The vigil had been advertised in The New York Times and on two local radio stations.
But Weiss’ event appears to have clashed with last-ditch, behind-the scenes Jewish lobbying efforts to spare the Jews the death penalty or long prison sentences.
The rift illustrates the divergent strategies for how best to pressure Iran: robust street action or the “quiet diplomacy” advocated by the Conference of Presidents of Major American Jewish Organizations.
Weiss, of Riverdale, N.Y., points to the impact of massive rallies in the 1980s on behalf of Soviet Jewry and how it encouraged people like Natan Sharansky, the former Soviet Jewish dissident who now serves as Israel’s interior minister.
“If prisoners sense they are not alone, they gain a certain amount of strength. We want the Iranian Jews to know their suffering is our suffering,” said Weiss, noting that Sharansky had voiced his support for the vigil.
“I am incredulous that 16 months after these imprisonments, we have not been able to put 100,000 people out on the streets of New York,” said Weiss, who prior to Wednesday’s gathering met with an Iranian diplomat at the U.N. mission.
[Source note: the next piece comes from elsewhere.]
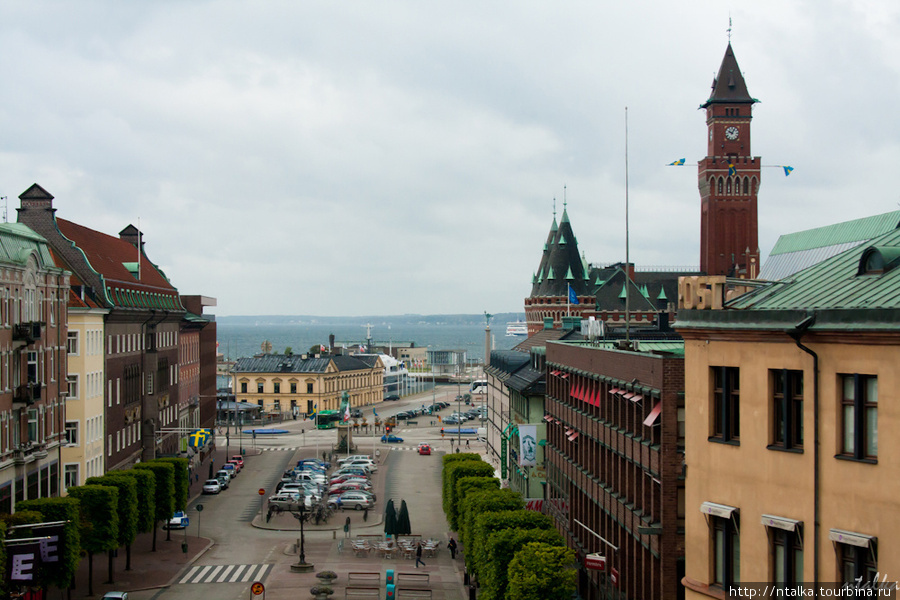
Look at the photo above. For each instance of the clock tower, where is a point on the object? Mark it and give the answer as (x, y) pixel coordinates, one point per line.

Rabbi Abraham Cooper, the associate dean of the Simon Wiesenthal Center, co- sponsor of the vigil, joined Weiss. Cooper said he told the Iranian diplomat that American Jewish leaders will continue to be vigilant regarding the treatment of Iran’s Jewish minority.
“We want Iran’s Jewish community taken off the radar screen” of the Iranian government, he said. “We do not want to make the treatment of Jews a long-term thorn in the side of bilateral relations between America and Iran.
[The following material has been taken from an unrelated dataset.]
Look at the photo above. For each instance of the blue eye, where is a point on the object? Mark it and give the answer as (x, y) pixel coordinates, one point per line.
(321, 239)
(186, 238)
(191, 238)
Before the vigil, though, Malcolm Hoenlein, executive vice chairman of the Presidents Conference, said that the planned vigil would work against his group’s efforts.
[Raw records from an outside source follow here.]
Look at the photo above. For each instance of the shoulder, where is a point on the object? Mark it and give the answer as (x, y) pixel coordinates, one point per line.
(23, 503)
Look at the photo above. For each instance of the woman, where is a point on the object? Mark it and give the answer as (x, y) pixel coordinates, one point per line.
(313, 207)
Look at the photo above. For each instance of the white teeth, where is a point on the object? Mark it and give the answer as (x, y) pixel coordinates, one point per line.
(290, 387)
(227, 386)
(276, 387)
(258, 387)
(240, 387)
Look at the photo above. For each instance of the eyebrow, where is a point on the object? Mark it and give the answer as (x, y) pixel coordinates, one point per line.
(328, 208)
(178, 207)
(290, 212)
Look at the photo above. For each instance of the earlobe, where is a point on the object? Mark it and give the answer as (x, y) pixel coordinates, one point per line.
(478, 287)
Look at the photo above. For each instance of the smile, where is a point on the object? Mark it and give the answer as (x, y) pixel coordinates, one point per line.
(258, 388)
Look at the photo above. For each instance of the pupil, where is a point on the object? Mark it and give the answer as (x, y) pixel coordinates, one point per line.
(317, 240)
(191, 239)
Several at the vigil alleged that Hoenlein had discouraged numerous organizations from participating.
Hoenlein, whose group had sponsored a previous vigil, denied the charge.
“We took a position on what we would do; each organization takes its own decisions,” he said.
Hoenlein said that what was originally planned as an anti-Iran demonstration was, under pressure, scaled down into another vigil. Several previous vigils at the same site, as well as one in Los Angeles, where many Iranian Jews live, have taken place in recent weeks.
“In the past, when Iran has perceived an escalation of activities, they’ve retaliated,” Hoenlein said. “During such a sensitive week, there’s a question of how this will be perceived.”
The situation is indeed sensitive. In addition to the latest reports of attacks on Jews, there have also been reports of harassment of Jews in the workplace and against Jewish schoolchildren. This was the first report of violence.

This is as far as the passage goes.